NeurIPS 2019
Sun Dec 8th through Sat the 14th, 2019 at Vancouver Convention Center
Reviewer 1
The main advance of this manuscript is the reduced sampling complexity and computational speed of the proposed algorithms ExactSHT and RobustSHT; with theoretical guarantees. These advances are illustrated on a small scale toy problem, see Figure on page 8. One of the deficiencies of the manuscript is the very limited quality of numerical experiments, so much as to not include some of the important aspects such as probability of recovery and the differing performance of the ExactSHT and RobustSHT. The main manuscript includes a pair of plots with a small discussion, and the supplementary material includes a modestly longer experimental section; see for instance Table 1 on page 23. The advances are important, more so than many results in compressed sensing these days as CS is a well developed topic. The results are presented clearly, but the organisation of the results isn't ideal at present as the sampling complexity isn't shown in the main manuscript. The authors are encouraged to move Table 1 of the supplementary material to the main manuscript as this is especially important; alternatively it could be presented in plot form within the current plots using a right axis on sampling complexity.
Reviewer 2
I do not feel qualified enough to review the technical aspects of this submission, but reading the paper makes me sligthly uneasy. - The very first sentence of the introduction is almost verbatim from another paper (first sentence of the abstract of [11]) - Also; - some clear overselling: "a natural and very important class to consider" (based on one paper about hyper-parameter tuning for deep nets) seems like a tenuous motivation. - specifying in all O(.)-type result the base of the logarithm seems.. strange, and does not really inspire confidence ("log_2" everywhere in big_Oh notations...) - Theorem 2 has no approximation parameter.
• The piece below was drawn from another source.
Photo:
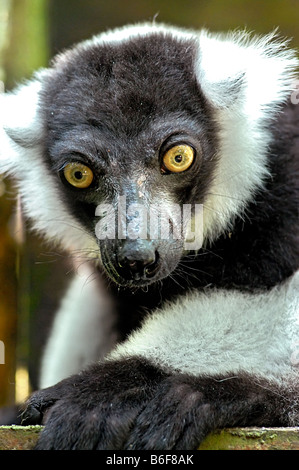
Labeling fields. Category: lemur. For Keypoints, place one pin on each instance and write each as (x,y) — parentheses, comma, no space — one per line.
(158,342)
I do not see how, given query access to a function x, one can output the *exact* values of the non-zero coefficients of \hat{x} in a sublinear number of queries (which is what "problem (1)" asks) - no comparison of the results with what is obtained in [8], which gives results on learning Fourier-sparse functions. While I may very well be wrong, the above points make me believe this submission should be rejected. UPDATE: In light of the other reviews, and the authors' response, I have updated my score to reflect better the importance of the problem solved, and the response of the authors regarding the points made above (also, I would suggest to include, in some form, part of the answer (2) in the paper itself). However, I would very much like to point out again that, regardless of the results, verbatim lifting of other papers' writing with no acknowledgment is not OK (even in the case of self-plagiarism, a point anyway moot here given the anonymity). This played a significant part in my original assessment.
Reviewer 3
The results are clever and nice. They are a bit similar to the results in "New Results for Learning Noisy Parities and Halfspaces" (Theorem 1 where in that paper they isolate large Fourier coefficients). Here you must be very careful with the hashing scheme to get the optimal bounds.